IMF AND THE WORLD ECONOMY
These challenges are intimately intertwined, and only by solving all three can the world unlock strong, stable, and balanced global growth, she said.
In a July 26 speech at the Council on Foreign Relations, Lagarde stressed that for sovereign debt to be sustainable, economic growth needs to be strong, but in a sustainable way. “And for economic growth to be sustainable, it needs to deliver the stable social chemistry that holds societies together.”
On sovereign debt, Lagarde said fiscal problems in the periphery of Europe had revealed the risks posed by an incomplete economic and monetary union. She noted that eurozone leaders had reached an important agreement, including a commitment to finance program countries until they can regain market access, as long as those programs are implemented effectively. This means that for Greece and other program countries the main priority is “implementation, implementation, implementation.”
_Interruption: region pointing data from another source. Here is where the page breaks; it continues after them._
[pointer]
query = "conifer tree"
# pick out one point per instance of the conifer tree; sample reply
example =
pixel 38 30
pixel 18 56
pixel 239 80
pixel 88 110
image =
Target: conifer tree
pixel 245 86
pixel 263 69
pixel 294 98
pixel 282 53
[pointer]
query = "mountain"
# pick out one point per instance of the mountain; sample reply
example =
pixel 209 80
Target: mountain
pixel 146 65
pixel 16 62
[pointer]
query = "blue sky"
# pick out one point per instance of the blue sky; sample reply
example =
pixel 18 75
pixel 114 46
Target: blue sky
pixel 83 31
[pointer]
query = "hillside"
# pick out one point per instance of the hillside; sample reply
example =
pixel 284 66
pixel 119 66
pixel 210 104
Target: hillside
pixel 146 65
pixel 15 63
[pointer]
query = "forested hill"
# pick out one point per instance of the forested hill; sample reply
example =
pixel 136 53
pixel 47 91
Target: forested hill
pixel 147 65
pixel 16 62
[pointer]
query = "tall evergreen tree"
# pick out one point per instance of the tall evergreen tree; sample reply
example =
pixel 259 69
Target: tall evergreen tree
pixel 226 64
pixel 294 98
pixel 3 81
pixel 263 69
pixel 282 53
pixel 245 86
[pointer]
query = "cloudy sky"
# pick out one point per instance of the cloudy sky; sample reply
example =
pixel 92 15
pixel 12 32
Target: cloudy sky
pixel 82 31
“The agreement shows that European leaders believe in the eurozone, and will do what it takes to secure its destiny,” Lagarde said. “It has been welcomed by financial markets, as reflected in the stronger euro and lower peripheral bond spreads. But turbulence could easily resurface. For this reason, it is essential that the summit’s commitments should be implemented quickly.”
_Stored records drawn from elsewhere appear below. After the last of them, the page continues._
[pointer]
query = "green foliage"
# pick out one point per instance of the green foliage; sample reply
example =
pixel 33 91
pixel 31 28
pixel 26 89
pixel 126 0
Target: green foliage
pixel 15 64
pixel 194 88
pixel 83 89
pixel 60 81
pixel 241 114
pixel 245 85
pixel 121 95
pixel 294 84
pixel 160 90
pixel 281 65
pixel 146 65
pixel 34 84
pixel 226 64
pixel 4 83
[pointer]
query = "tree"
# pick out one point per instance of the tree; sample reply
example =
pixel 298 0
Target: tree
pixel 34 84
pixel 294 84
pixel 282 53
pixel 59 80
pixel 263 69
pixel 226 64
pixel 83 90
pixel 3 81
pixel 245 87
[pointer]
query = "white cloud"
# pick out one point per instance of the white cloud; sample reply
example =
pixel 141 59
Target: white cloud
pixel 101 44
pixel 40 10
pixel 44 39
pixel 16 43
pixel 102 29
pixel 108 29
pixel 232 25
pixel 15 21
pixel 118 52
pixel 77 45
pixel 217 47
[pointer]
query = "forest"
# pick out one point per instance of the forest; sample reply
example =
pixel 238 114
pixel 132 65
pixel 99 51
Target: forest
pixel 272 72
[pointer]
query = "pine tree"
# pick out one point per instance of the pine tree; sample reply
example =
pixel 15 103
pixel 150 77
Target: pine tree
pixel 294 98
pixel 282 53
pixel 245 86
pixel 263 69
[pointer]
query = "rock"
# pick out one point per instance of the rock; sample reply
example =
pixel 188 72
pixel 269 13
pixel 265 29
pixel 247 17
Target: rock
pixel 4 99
Lagarde said she hoped for bold fiscal action in the United States. "On the debt ceiling, the clock is ticking, and clearly the issue needs to be resolved immediately. Indeed, an adverse fiscal shock in the United States could have serious spillovers on the rest of the world. But more fundamentally, a credible fiscal adjustment plan is needed sooner rather than later." The less urgent situation in Japan also needed ambitious measures to deal with the very high level of public debt, she said.
On growth, Lagarde said the global recovery is set to post reasonable near-term growth but remains unbalanced, with signs of overheating in emerging economies, surging commodity prices hitting low-income countries, and deep and long-lasting crisis effects in advanced economies.
“Boosting growth in these economies is no small task. And the goal can’t simply be any growth—we need the right kind of growth, that creates jobs and lifts people across the socioeconomic spectrum,” Lagarde said.
On social instability, Lagarde said events in the Middle East and North Africa had shown how socially imbalanced growth contributed to the political upheaval. In many emerging and developing economies, rising commodity prices were exacerbating social problems associated with high joblessness.
“Social problems are of major concern to advanced economies too,” Lagarde stated. “The young in particular are having a hard time finding work—with potentially lifelong implications in terms of employability and income. At the same time, the older generations are fighting to protect their health and pension benefits.”
These trends raised the prospect of intergenerational conflict, Lagarde observed. “This is why focusing on the right kind of growth is so important.”
An even more effective IMF
The IMF had been an intellectual leader during the global economic crisis, with its early call for coordinated policy stimulus, Lagarde stated. “It has been a flexible financial partner, reforming its lending instruments and making available a record amount of support, totaling about $330 billion. And it is helping build a stronger global economy, through its policy advice and technical assistance efforts.”
But the IMF had to adapt to the changing needs of its members, Lagarde stated. She set out four organizing principles for an IMF that is even more effective, noting that they each begin with the letter C.
• The IMF must be client focused, preserving the stability of arguably its most important client, the international monetary system. But member countries are also the IMF’s clients. “And so by focusing on the policies needed to stabilize the system as a whole, the IMF can help its members find the policies best suited to deliver strong and stable growth over the long run,” Lagarde said.
• The IMF must understand better the connections both between and within countries. IMF staff are just completing a study of how policies in the world’s five most systemically important economies—China, the euro area, Japan, the United Kingdom, and the United States, affect stability in others. Within countries, the IMF must better understand connections such as macrofinancial linkages.
• The IMF must be comprehensive. “When evaluating the strength of an economy, we need to look beyond the standard economic and financial criteria to make sure that we don’t miss other factors—such as social concerns, or political economy issues—that may threaten macroeconomic stability,” Lagarde said.
• The IMF must be credible in how it works and how it is governed. “All countries should get fair treatment from the IMF—fair in listening to their views, fair in evaluating their policies, and fair in reporting them to the world,” Lagarde said. Credibility of the IMF’s governance is also essential for the institution to be effective. “For too long, the IMF’s voting structure reflected the economic realities of bygone days. But this is changing.” Last year, Lagarde noted, IMF members agreed to boost the voting power of the world’s fastest-growing economies.